Outback Power and Magnum Energy are two manufacturers of battery based inverters.

Batteryless grid tie inverters

No batteries or capacity for batteries at the inverter.

Grid tie only. Design for energy generation only. No backup power.

These are solar inverters; there is one conversion happening from solar power to grid power.

Simplest and least expensive option for energy generation.

Fronius, SMA, and Enphase all make grid tie inverters.
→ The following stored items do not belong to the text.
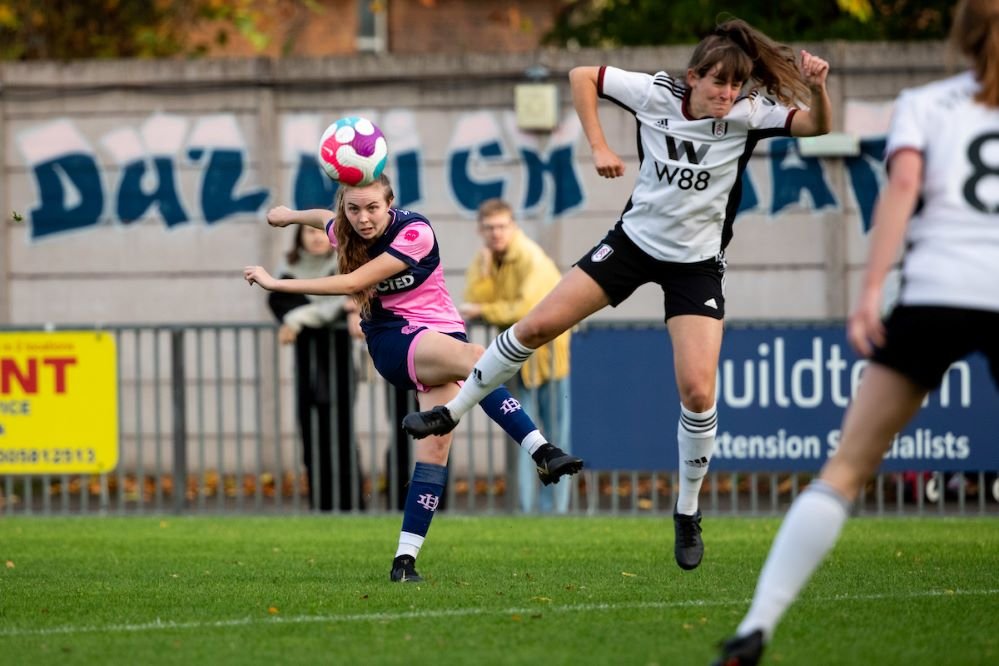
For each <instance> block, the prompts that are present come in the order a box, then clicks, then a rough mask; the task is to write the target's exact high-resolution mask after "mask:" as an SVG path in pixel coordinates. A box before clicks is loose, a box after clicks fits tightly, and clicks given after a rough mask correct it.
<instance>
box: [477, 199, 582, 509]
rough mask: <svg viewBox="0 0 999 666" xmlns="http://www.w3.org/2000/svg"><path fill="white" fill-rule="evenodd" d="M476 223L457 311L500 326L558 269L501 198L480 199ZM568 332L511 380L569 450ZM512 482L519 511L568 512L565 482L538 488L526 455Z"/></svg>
mask: <svg viewBox="0 0 999 666" xmlns="http://www.w3.org/2000/svg"><path fill="white" fill-rule="evenodd" d="M478 225H479V234H480V235H481V236H482V242H483V246H482V248H481V249H480V250H479V251H478V252H477V253H476V255H475V257H474V258H473V259H472V262H471V264H470V265H469V267H468V271H467V272H466V274H465V279H466V283H465V284H466V286H465V303H463V304H462V305H461V306H460V307H459V308H458V310H459V312H461V314H462V316H464V317H465V319H476V318H480V319H483V320H485V321H486V322H488V323H490V324H493V325H495V326H499V327H500V328H506V327H508V326H511V325H512V324H514V323H515V322H516V321H517V320H519V319H520V318H521V317H523V316H524V315H525V314H527V312H528V310H530V309H531V308H532V307H534V305H535V304H536V303H537V302H538V301H540V300H541V299H542V298H543V297H544V296H545V295H546V294H547V293H548V292H549V291H550V290H551V289H552V288H553V287H554V286H555V285H556V284H557V283H558V281H559V279H560V278H561V273H560V272H559V270H558V267H557V266H556V265H555V262H554V261H552V260H551V259H550V258H549V257H548V255H547V254H545V252H544V250H542V249H541V246H539V245H538V244H537V243H535V242H534V241H533V240H531V239H530V238H528V237H527V235H526V234H524V232H523V231H522V230H521V229H520V227H518V226H517V223H516V221H515V220H514V217H513V210H512V209H511V208H510V206H509V205H508V204H507V203H506V202H505V201H503V200H501V199H489V200H487V201H484V202H483V203H482V205H481V206H479V212H478ZM569 336H570V333H569V332H568V331H567V332H566V333H564V334H562V335H561V336H559V337H558V338H556V339H555V340H552V341H551V342H550V343H548V344H547V345H544V346H543V347H541V348H540V349H538V351H537V353H536V354H534V356H532V357H531V359H530V360H528V361H527V363H525V364H524V366H523V368H521V371H520V375H519V378H518V379H519V381H518V382H517V384H519V386H517V388H518V389H519V391H518V393H519V397H520V399H521V400H522V401H527V406H528V409H529V411H530V413H531V414H534V415H535V417H536V418H537V419H539V421H540V423H539V425H541V426H542V429H543V430H544V431H545V432H546V433H547V434H548V436H549V438H551V439H553V440H554V441H556V442H557V443H558V446H559V447H561V448H562V449H563V450H564V451H566V452H569V451H570V448H569ZM511 388H513V384H512V383H511ZM517 482H518V483H517V486H518V489H519V497H520V507H521V510H522V511H525V512H530V511H534V510H535V509H537V510H539V511H543V512H551V511H555V512H558V513H565V512H566V511H568V508H569V489H570V484H569V483H564V484H561V485H552V486H545V487H542V486H541V485H540V484H539V483H538V480H537V474H536V473H535V470H534V461H533V460H532V459H531V457H530V456H520V457H519V458H518V465H517ZM539 491H540V493H539Z"/></svg>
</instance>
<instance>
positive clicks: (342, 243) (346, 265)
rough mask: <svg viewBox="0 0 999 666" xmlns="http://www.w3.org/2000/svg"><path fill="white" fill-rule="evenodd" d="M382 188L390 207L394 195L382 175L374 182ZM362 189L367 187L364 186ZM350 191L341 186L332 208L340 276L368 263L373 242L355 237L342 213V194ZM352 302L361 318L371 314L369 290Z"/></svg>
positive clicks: (349, 223)
mask: <svg viewBox="0 0 999 666" xmlns="http://www.w3.org/2000/svg"><path fill="white" fill-rule="evenodd" d="M374 182H375V183H378V184H379V185H381V186H382V192H383V194H384V196H385V203H387V204H388V205H390V206H391V205H392V201H393V200H395V193H394V192H393V191H392V183H391V182H389V179H388V176H386V175H385V174H384V173H383V174H382V175H381V176H379V177H378V179H377V180H375V181H374ZM364 187H367V185H365V186H364ZM349 189H351V187H350V186H349V185H341V186H340V187H339V188H338V189H337V192H336V205H335V206H334V208H333V210H334V218H333V235H334V236H335V237H336V244H337V251H338V252H339V255H338V258H337V264H338V266H339V268H340V273H341V274H346V273H351V272H353V271H355V270H357V269H358V268H360V267H361V266H363V265H364V264H366V263H368V261H369V257H368V248H369V247H371V245H372V243H374V242H375V241H374V240H371V241H366V240H364V239H363V238H361V237H360V236H358V235H357V232H355V231H354V227H352V226H350V220H348V219H347V213H346V212H344V202H343V197H344V193H345V192H346V191H347V190H349ZM352 296H353V298H354V301H355V302H356V303H357V306H358V308H359V309H360V311H361V316H362V317H367V316H368V315H369V314H371V296H372V293H371V290H370V289H369V290H365V291H359V292H357V293H356V294H352Z"/></svg>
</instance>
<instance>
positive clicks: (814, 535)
mask: <svg viewBox="0 0 999 666" xmlns="http://www.w3.org/2000/svg"><path fill="white" fill-rule="evenodd" d="M849 509H850V505H849V502H847V500H846V498H844V497H843V496H842V495H840V494H839V493H838V492H836V491H835V490H833V488H831V487H830V486H828V485H826V484H825V483H823V482H822V481H815V482H813V483H811V484H810V485H809V486H808V488H806V489H805V490H804V492H802V493H801V495H799V496H798V498H797V499H796V500H795V501H794V503H793V504H792V505H791V508H790V509H788V512H787V516H785V518H784V523H783V524H782V525H781V527H780V530H778V532H777V537H776V538H775V539H774V543H773V546H771V547H770V554H769V555H768V556H767V561H766V564H764V565H763V571H762V572H760V579H759V581H758V582H757V583H756V592H755V593H754V594H753V603H752V605H751V606H750V607H749V612H748V613H746V617H744V618H743V620H742V623H741V624H739V629H738V631H737V632H736V633H737V635H739V636H745V635H746V634H749V633H752V632H753V631H756V630H757V629H762V630H763V638H764V640H765V641H769V640H770V637H771V636H773V633H774V629H776V627H777V623H778V622H780V619H781V617H782V616H783V615H784V612H785V611H786V610H787V608H788V606H790V605H791V603H793V602H794V600H795V599H796V598H797V597H798V593H799V592H801V588H802V587H804V585H805V583H806V582H808V579H809V578H810V577H811V576H812V573H814V572H815V570H816V569H817V568H818V566H819V565H820V564H821V563H822V560H823V559H825V556H826V554H827V553H828V552H829V551H830V550H832V547H833V546H834V545H836V540H837V539H838V538H839V533H840V530H842V528H843V523H845V522H846V519H847V516H848V514H849Z"/></svg>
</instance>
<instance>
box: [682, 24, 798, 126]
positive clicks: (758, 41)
mask: <svg viewBox="0 0 999 666" xmlns="http://www.w3.org/2000/svg"><path fill="white" fill-rule="evenodd" d="M715 65H720V69H719V71H718V77H719V78H721V79H724V80H726V81H735V82H739V81H749V80H750V79H752V80H754V81H756V82H757V83H759V84H760V85H761V86H762V87H763V89H764V90H766V92H767V93H769V94H770V95H773V96H774V97H776V98H777V100H778V101H779V102H781V103H782V104H785V105H787V106H796V105H798V104H799V103H803V102H807V101H808V100H809V99H810V94H809V90H808V86H807V85H806V84H805V82H804V81H802V79H801V73H800V72H799V71H798V65H797V62H796V60H795V57H794V51H793V50H792V49H791V47H790V46H787V45H786V44H780V43H778V42H775V41H774V40H772V39H770V38H769V37H767V36H766V35H764V34H763V33H762V32H760V31H759V30H757V29H756V28H754V27H752V26H751V25H749V24H748V23H746V22H745V21H743V20H742V19H730V20H728V21H724V22H722V23H719V24H718V26H717V27H716V28H715V29H714V32H712V33H711V34H710V35H708V36H707V37H705V38H704V39H702V40H701V41H700V43H698V44H697V46H696V47H695V48H694V53H693V54H692V55H691V56H690V63H689V64H688V65H687V66H688V67H689V68H690V69H691V70H693V71H694V73H695V74H697V75H698V76H706V75H707V74H708V72H710V71H711V70H712V68H714V66H715Z"/></svg>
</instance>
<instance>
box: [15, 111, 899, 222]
mask: <svg viewBox="0 0 999 666" xmlns="http://www.w3.org/2000/svg"><path fill="white" fill-rule="evenodd" d="M365 115H369V117H372V118H373V119H375V120H376V122H377V123H378V124H379V125H380V126H381V128H382V130H383V131H384V132H385V134H386V137H387V139H388V141H389V145H390V146H392V155H391V157H390V169H389V171H390V173H392V174H393V181H394V182H393V185H394V188H395V193H396V203H397V205H399V206H403V207H418V206H419V205H420V203H421V202H423V201H425V200H426V197H427V191H428V190H427V188H428V183H427V179H428V172H429V171H431V170H433V171H434V172H435V173H436V171H437V170H440V171H441V172H442V173H443V175H442V176H441V178H442V179H443V181H444V183H443V187H440V186H439V184H438V183H433V187H434V188H435V191H437V190H438V189H439V190H440V191H446V193H447V197H448V198H449V200H450V202H451V204H452V205H453V207H454V208H455V210H456V211H457V212H458V213H459V214H460V215H462V216H466V217H472V216H474V212H475V210H476V209H477V208H478V205H479V203H481V202H482V201H483V200H485V199H487V198H490V197H503V198H506V199H508V200H510V201H513V202H514V203H515V204H516V206H517V207H518V209H519V210H521V211H523V212H524V213H526V214H537V215H540V216H541V217H542V218H543V219H552V220H554V219H558V218H561V217H563V216H566V215H569V214H571V213H572V212H574V211H577V210H579V209H581V208H583V207H584V206H585V195H586V192H585V188H584V183H583V180H582V178H581V177H580V174H579V173H578V172H577V164H578V163H580V159H583V160H584V161H585V158H579V157H578V156H577V155H576V152H575V151H576V148H577V146H578V144H579V139H580V137H581V129H580V126H579V121H578V119H577V118H576V116H575V114H568V115H566V117H565V118H564V119H563V121H562V123H561V125H560V126H559V127H558V128H557V129H556V130H555V131H554V132H553V133H552V134H550V135H546V136H545V137H544V140H542V139H541V138H540V137H539V136H538V135H534V134H529V133H525V132H522V131H520V130H518V129H517V128H516V123H515V118H514V115H513V113H512V112H510V111H474V112H469V113H467V114H464V115H461V116H459V117H458V119H457V122H455V123H453V125H452V126H451V127H447V128H443V129H444V131H446V132H448V133H449V136H448V137H447V139H446V140H447V144H446V145H447V148H446V150H445V155H444V157H443V160H441V161H440V163H439V164H437V163H435V164H433V165H431V164H430V163H429V158H428V157H427V155H428V153H430V152H431V151H428V150H427V149H426V146H425V141H429V140H430V138H429V137H426V136H424V135H423V134H424V133H421V126H420V124H419V123H418V122H417V121H418V118H417V115H416V113H414V112H413V111H410V110H395V111H391V112H387V113H385V114H381V115H377V114H365ZM328 121H329V118H327V117H326V116H325V115H320V114H311V113H309V114H287V115H285V116H283V117H282V119H281V126H280V131H279V139H278V141H279V144H280V145H279V151H280V156H281V159H280V165H281V172H282V173H286V174H287V180H286V185H287V188H288V189H287V192H288V193H289V198H290V202H289V204H290V205H292V206H294V207H297V208H312V207H326V206H328V205H329V204H330V202H332V201H333V197H334V194H335V188H336V185H335V183H333V182H332V181H330V180H329V179H328V178H327V177H326V176H325V175H324V174H323V172H322V171H321V169H320V168H319V166H318V164H317V162H316V158H315V146H316V145H317V144H318V140H319V137H320V136H321V134H322V130H323V129H324V128H325V123H326V122H328ZM441 130H442V128H441V127H435V128H432V129H427V130H426V131H428V132H429V131H434V132H436V131H441ZM17 143H18V146H19V148H20V151H21V154H22V155H23V157H24V160H25V163H26V166H27V168H28V172H29V179H30V180H31V181H32V184H33V186H34V196H33V199H32V198H30V197H29V200H28V201H26V202H25V203H24V210H25V212H26V217H27V218H28V220H29V222H30V229H31V233H30V238H31V239H33V240H37V239H41V238H46V237H53V236H57V235H60V234H64V233H67V232H80V231H85V230H86V229H88V228H92V227H95V226H96V225H98V224H101V223H103V222H106V221H108V220H110V221H112V222H115V223H118V224H121V225H129V224H132V223H134V222H135V221H137V220H140V219H143V218H146V217H149V216H158V217H159V218H160V219H161V220H162V222H163V224H164V225H165V226H166V227H168V228H170V227H175V226H177V225H180V224H186V223H191V222H193V221H202V222H203V223H205V224H209V225H212V224H218V223H222V222H225V221H227V220H232V219H233V218H234V217H236V216H239V215H244V214H258V213H260V212H261V211H262V210H264V207H265V206H266V205H267V204H268V202H269V201H271V199H272V192H271V191H270V189H269V188H268V187H266V186H265V185H264V184H262V181H264V180H266V179H264V178H262V177H261V173H262V172H263V171H264V170H265V169H264V166H265V165H264V164H263V163H264V162H265V161H266V160H267V159H268V156H267V155H262V154H259V153H261V152H262V150H260V147H259V146H258V145H255V144H253V143H252V142H248V141H247V138H246V136H245V135H244V132H243V131H242V129H241V128H240V125H239V122H238V119H237V117H236V116H235V115H233V114H225V113H221V114H210V115H204V116H197V117H190V116H183V115H177V114H165V113H155V114H152V115H150V116H149V117H148V118H147V119H146V120H145V121H143V122H142V123H141V124H140V125H139V126H137V127H136V126H123V127H117V128H115V129H113V130H111V131H109V132H107V133H105V134H103V135H102V136H100V137H97V138H93V137H88V136H87V135H86V134H85V133H84V132H83V131H81V130H80V129H79V127H78V126H77V124H76V123H75V122H74V121H73V120H71V119H66V118H63V119H57V120H53V121H50V122H46V123H42V124H40V125H37V126H34V127H31V128H30V129H28V130H26V131H23V132H21V133H20V134H19V135H18V136H17ZM883 150H884V139H883V138H871V139H865V140H863V141H862V142H861V153H860V155H858V156H855V157H848V158H845V160H844V162H843V166H841V165H840V163H839V162H838V161H825V160H820V159H818V158H814V157H803V156H801V155H800V154H799V151H798V146H797V142H796V141H795V140H794V139H774V140H772V141H771V142H770V143H769V146H768V150H767V151H766V154H765V155H764V156H763V157H761V160H762V161H763V162H764V163H765V164H766V167H765V168H766V170H767V173H766V174H763V176H762V177H760V178H757V176H754V172H753V170H752V169H747V170H746V172H745V173H744V175H743V197H742V202H741V205H740V208H739V212H740V213H745V212H757V213H761V214H764V215H771V216H775V215H779V214H781V213H782V212H783V211H785V210H787V209H789V208H791V207H804V208H806V209H808V208H811V209H815V210H819V209H826V208H832V209H842V208H844V207H845V204H848V203H850V202H844V201H841V200H840V198H841V197H840V196H839V195H838V194H837V193H836V192H835V191H834V188H833V187H831V185H830V179H829V175H830V174H829V170H831V169H840V168H844V167H845V171H846V180H847V183H848V185H849V187H848V188H847V189H848V194H847V196H852V197H853V199H854V201H853V202H852V203H853V206H854V207H855V208H856V209H857V210H858V211H859V213H860V218H861V222H862V224H863V226H864V229H865V230H866V229H867V228H868V226H869V224H870V218H871V214H872V211H873V207H874V200H875V198H876V196H877V192H878V190H879V188H880V184H881V182H882V180H883V178H884V169H883V166H882V164H881V155H882V152H883ZM761 152H762V151H761ZM758 164H759V161H758V162H757V165H758ZM267 166H269V165H267ZM766 176H769V177H766ZM758 180H759V181H761V182H766V183H767V185H766V188H767V189H768V190H769V191H761V185H760V183H758V182H757V181H758Z"/></svg>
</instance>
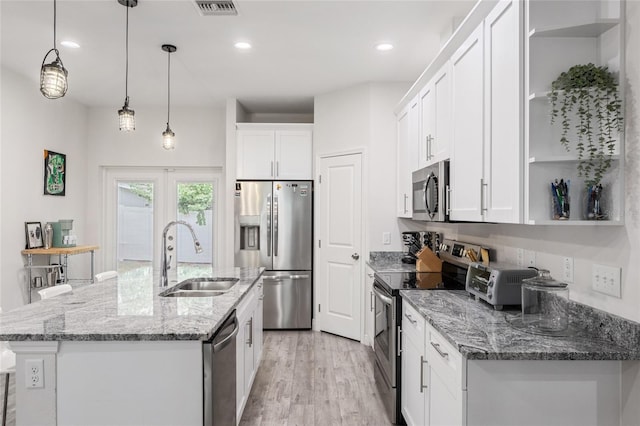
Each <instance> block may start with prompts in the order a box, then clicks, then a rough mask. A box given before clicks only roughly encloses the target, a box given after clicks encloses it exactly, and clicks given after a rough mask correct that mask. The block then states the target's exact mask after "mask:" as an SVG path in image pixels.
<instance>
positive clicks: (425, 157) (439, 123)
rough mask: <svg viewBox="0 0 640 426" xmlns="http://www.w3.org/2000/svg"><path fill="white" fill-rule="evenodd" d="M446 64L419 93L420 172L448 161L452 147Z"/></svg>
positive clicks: (448, 96) (449, 96) (449, 110)
mask: <svg viewBox="0 0 640 426" xmlns="http://www.w3.org/2000/svg"><path fill="white" fill-rule="evenodd" d="M449 69H450V63H449V62H448V61H447V62H446V63H445V64H444V66H442V67H441V68H440V70H438V72H437V73H436V74H435V76H434V77H433V79H432V80H431V81H429V83H428V84H427V85H426V86H425V88H424V89H423V90H421V91H420V144H419V146H420V155H419V159H420V164H419V168H422V167H425V166H428V165H430V164H433V163H435V162H438V161H442V160H446V159H448V158H449V145H450V143H451V133H452V126H451V82H450V78H451V76H450V72H449Z"/></svg>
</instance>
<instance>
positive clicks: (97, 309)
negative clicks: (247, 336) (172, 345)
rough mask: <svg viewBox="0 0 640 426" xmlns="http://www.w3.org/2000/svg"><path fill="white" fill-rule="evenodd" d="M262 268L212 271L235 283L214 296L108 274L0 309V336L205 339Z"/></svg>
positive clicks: (229, 268) (249, 285)
mask: <svg viewBox="0 0 640 426" xmlns="http://www.w3.org/2000/svg"><path fill="white" fill-rule="evenodd" d="M263 272H264V268H227V269H220V270H216V271H215V272H214V274H213V275H212V276H218V277H236V278H239V281H238V283H237V284H236V285H235V286H233V287H232V288H231V290H229V291H228V292H226V293H225V294H223V295H221V296H216V297H160V296H158V294H159V293H160V292H161V291H162V290H164V288H159V287H158V280H157V279H155V278H153V277H148V278H143V279H140V278H131V279H123V278H118V279H112V280H108V281H105V282H102V283H96V284H91V285H83V286H78V287H75V288H74V290H73V292H71V293H68V294H64V295H61V296H58V297H56V298H52V299H47V300H43V301H40V302H35V303H32V304H30V305H26V306H22V307H20V308H17V309H15V310H12V311H9V312H6V313H3V314H2V315H0V340H8V341H16V340H17V341H57V340H58V341H63V340H75V341H105V340H207V339H209V338H210V337H212V336H213V334H214V333H215V332H216V331H217V329H218V327H219V326H220V325H221V322H222V320H224V319H225V318H226V317H227V315H228V314H229V312H231V310H232V309H233V308H235V307H236V306H237V305H238V303H239V302H240V300H241V299H242V298H243V297H244V295H245V294H246V293H247V291H248V290H249V289H250V288H251V287H252V286H253V285H254V284H255V283H256V282H257V280H258V278H259V277H260V275H261V274H262V273H263Z"/></svg>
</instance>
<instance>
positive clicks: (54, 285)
mask: <svg viewBox="0 0 640 426" xmlns="http://www.w3.org/2000/svg"><path fill="white" fill-rule="evenodd" d="M71 290H72V288H71V286H70V285H69V284H60V285H54V286H53V287H47V288H44V289H42V290H38V294H39V295H40V298H41V299H42V300H44V299H49V298H51V297H56V296H60V295H61V294H64V293H69V292H71Z"/></svg>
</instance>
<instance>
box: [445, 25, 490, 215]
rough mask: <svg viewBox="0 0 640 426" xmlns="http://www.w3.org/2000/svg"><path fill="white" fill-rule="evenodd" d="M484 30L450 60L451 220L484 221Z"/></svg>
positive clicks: (458, 49) (457, 50) (470, 36)
mask: <svg viewBox="0 0 640 426" xmlns="http://www.w3.org/2000/svg"><path fill="white" fill-rule="evenodd" d="M483 50H484V46H483V26H482V24H481V25H480V26H479V27H477V28H476V30H475V31H474V32H473V33H472V34H471V36H470V37H469V38H467V40H466V41H465V42H464V43H463V44H462V46H460V48H459V49H458V50H457V51H456V52H455V54H454V55H453V57H452V58H451V81H452V94H453V98H452V103H453V143H452V146H451V164H450V169H449V170H450V172H449V173H450V176H449V182H450V188H451V210H450V213H449V217H450V218H451V220H462V221H482V220H483V209H484V206H483V202H482V193H483V191H484V186H485V184H484V177H483V176H484V175H483V170H484V167H483V159H482V157H483V144H484V131H483V130H484V126H483V108H484V97H483V84H484V67H483V59H484V56H483Z"/></svg>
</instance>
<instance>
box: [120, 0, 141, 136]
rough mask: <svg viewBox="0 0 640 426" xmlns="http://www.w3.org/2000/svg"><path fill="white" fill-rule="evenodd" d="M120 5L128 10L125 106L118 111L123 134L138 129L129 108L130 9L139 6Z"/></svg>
mask: <svg viewBox="0 0 640 426" xmlns="http://www.w3.org/2000/svg"><path fill="white" fill-rule="evenodd" d="M118 3H120V4H121V5H123V6H125V7H126V8H127V24H126V31H125V34H126V36H125V38H126V43H125V46H126V47H125V52H126V61H125V74H124V105H123V107H122V108H121V109H120V110H118V121H119V123H120V130H121V131H123V132H132V131H134V130H135V129H136V118H135V115H136V112H135V111H134V110H132V109H131V108H129V9H130V8H132V7H136V6H137V5H138V0H118Z"/></svg>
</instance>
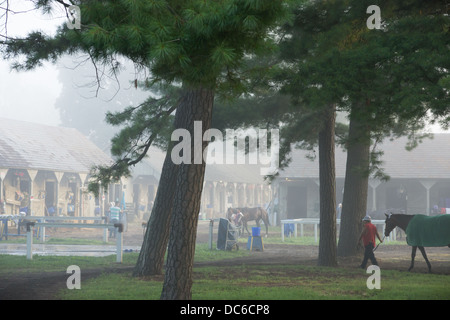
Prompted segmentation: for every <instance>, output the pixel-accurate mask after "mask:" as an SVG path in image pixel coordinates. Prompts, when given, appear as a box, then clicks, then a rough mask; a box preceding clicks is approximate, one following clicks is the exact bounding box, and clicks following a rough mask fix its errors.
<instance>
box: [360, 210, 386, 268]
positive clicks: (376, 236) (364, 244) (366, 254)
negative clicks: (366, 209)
mask: <svg viewBox="0 0 450 320" xmlns="http://www.w3.org/2000/svg"><path fill="white" fill-rule="evenodd" d="M371 221H372V219H371V218H370V217H369V216H365V217H364V219H363V223H364V227H363V230H362V232H361V235H360V236H359V239H358V245H359V244H360V243H361V240H362V242H363V245H364V258H363V261H362V263H361V265H360V267H361V268H362V269H365V268H366V265H367V262H368V260H369V259H370V261H371V262H372V264H373V265H376V266H378V262H377V259H376V258H375V255H374V253H373V249H374V248H375V236H376V237H377V238H378V240H380V243H381V242H383V240H381V238H380V235H379V234H378V230H377V227H376V226H375V225H374V224H372V222H371Z"/></svg>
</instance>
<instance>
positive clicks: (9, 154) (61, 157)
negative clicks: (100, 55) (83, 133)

They also make other types.

Hybrid inverters
Combines the function of inverter, solar controller, and battery controller all into one box.

Designed for net metering plus battery backup.

Manages multiple conversions: solar to grid, solar to battery, battery to grid, and grid to battery.

These are also DC coupled systems.

Can be installed with solar only, battery only, or solar plus battery.

Hybrid systems have high voltage battery banks (ie 400VDC) or low voltage (48VDC). Systems with high voltage batteries are usually a proprietary package. Technologically, there is no need for the batteries to be proprietary, but the market hasn’t caught up yet.

Some hybrid inverters support generator integration, others do not.

AC Coupled systems
AC coupled systems transmit energy to each other using AC power. The Tesla Powerwall is an AC coupled backup power system. It includes both an inverter and a battery in one package. An AC coupled device could be added to a batteryless grid tie inverter to achieve battery backup. There would be no generator integration or generator charging of the batteries this way.